Importantly, it is recognized that sustainable progress requires industrywide collaboration to help regulators understand the scope and urgency of these challenges. We engage with regulatory bodies worldwide to advance pharmaceutical manufacturing science and regulations. Additionally, efforts such as the EMA’s reliance pilot and WHO’s Good Reliance Practices (GRelP) are paving the way for global regulatory convergence. These programs demonstrate that reliance on trusted regulatory assessments can significantly reduce approval timelines — by up to 56% in some cases — without compromising safety or quality.

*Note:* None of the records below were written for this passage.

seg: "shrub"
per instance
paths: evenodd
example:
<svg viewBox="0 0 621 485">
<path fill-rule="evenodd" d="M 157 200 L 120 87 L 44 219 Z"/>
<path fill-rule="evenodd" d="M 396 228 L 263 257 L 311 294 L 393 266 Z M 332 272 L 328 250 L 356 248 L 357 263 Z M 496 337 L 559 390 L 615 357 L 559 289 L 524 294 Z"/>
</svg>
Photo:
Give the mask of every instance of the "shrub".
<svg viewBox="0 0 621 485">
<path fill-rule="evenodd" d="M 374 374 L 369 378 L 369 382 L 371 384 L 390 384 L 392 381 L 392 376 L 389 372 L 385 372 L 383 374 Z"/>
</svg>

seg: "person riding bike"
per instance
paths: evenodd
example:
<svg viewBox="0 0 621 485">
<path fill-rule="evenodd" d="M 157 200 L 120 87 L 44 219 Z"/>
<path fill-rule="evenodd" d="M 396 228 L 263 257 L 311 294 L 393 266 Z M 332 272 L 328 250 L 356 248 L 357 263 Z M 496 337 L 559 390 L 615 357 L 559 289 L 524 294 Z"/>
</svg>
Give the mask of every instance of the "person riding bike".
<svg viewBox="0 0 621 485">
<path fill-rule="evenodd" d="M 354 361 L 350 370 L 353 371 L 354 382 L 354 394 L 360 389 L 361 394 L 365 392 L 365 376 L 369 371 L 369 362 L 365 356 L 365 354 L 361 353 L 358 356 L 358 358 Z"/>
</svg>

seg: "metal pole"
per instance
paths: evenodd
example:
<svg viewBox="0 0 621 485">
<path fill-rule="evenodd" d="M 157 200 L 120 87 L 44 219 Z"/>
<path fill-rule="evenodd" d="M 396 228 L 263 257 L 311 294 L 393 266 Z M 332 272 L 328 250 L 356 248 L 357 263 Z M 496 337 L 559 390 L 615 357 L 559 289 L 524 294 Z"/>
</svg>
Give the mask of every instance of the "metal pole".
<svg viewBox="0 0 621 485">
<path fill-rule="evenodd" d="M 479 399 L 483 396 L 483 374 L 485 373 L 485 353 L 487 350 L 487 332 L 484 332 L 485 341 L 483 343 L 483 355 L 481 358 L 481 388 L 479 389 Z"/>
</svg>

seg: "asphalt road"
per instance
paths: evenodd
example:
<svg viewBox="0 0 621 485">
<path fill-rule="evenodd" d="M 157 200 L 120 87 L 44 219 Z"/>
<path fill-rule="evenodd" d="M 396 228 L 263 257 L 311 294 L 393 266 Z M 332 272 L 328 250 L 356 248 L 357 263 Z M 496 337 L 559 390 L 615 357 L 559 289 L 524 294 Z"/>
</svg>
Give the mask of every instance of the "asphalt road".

It is a balancing act — one that requires strong internal governance, cross-functional coordination, and a commitment to quality systems that regulators can trust. But it’s also a shared journey, and we’re proud to be part of the broader industry movement advocating for smarter, risk-based regulatory models that serve patients better and faster.

Reference:

  1. https://hbr.org/2021/10/how-to-build-digital-dexterity-into-your-workforce

About Elaine Shannon:

Elaine Shannon is the global quality officer of Takeda where she oversees the enterprise quality organization that establishes consistent quality management systems and programs across the network. Prior to her role as global quality officer, Elaine held several roles at Takeda related to quality, manufacturing, and oncology. Most recently, she served as site head for Takeda’s Massachusetts Biologics Operations (MA Bio Ops) manufacturing site. Elaine also served as global head of quality oncology and external supply small molecules and global head of quality audits and supplier management. She joined Takeda’s Global Quality Compliance and Systems group in 2016 to develop the company’s knowledge management processes. She holds a master’s degree in pharmaceutical manufacturing technology and a bachelor’s degree in GMP.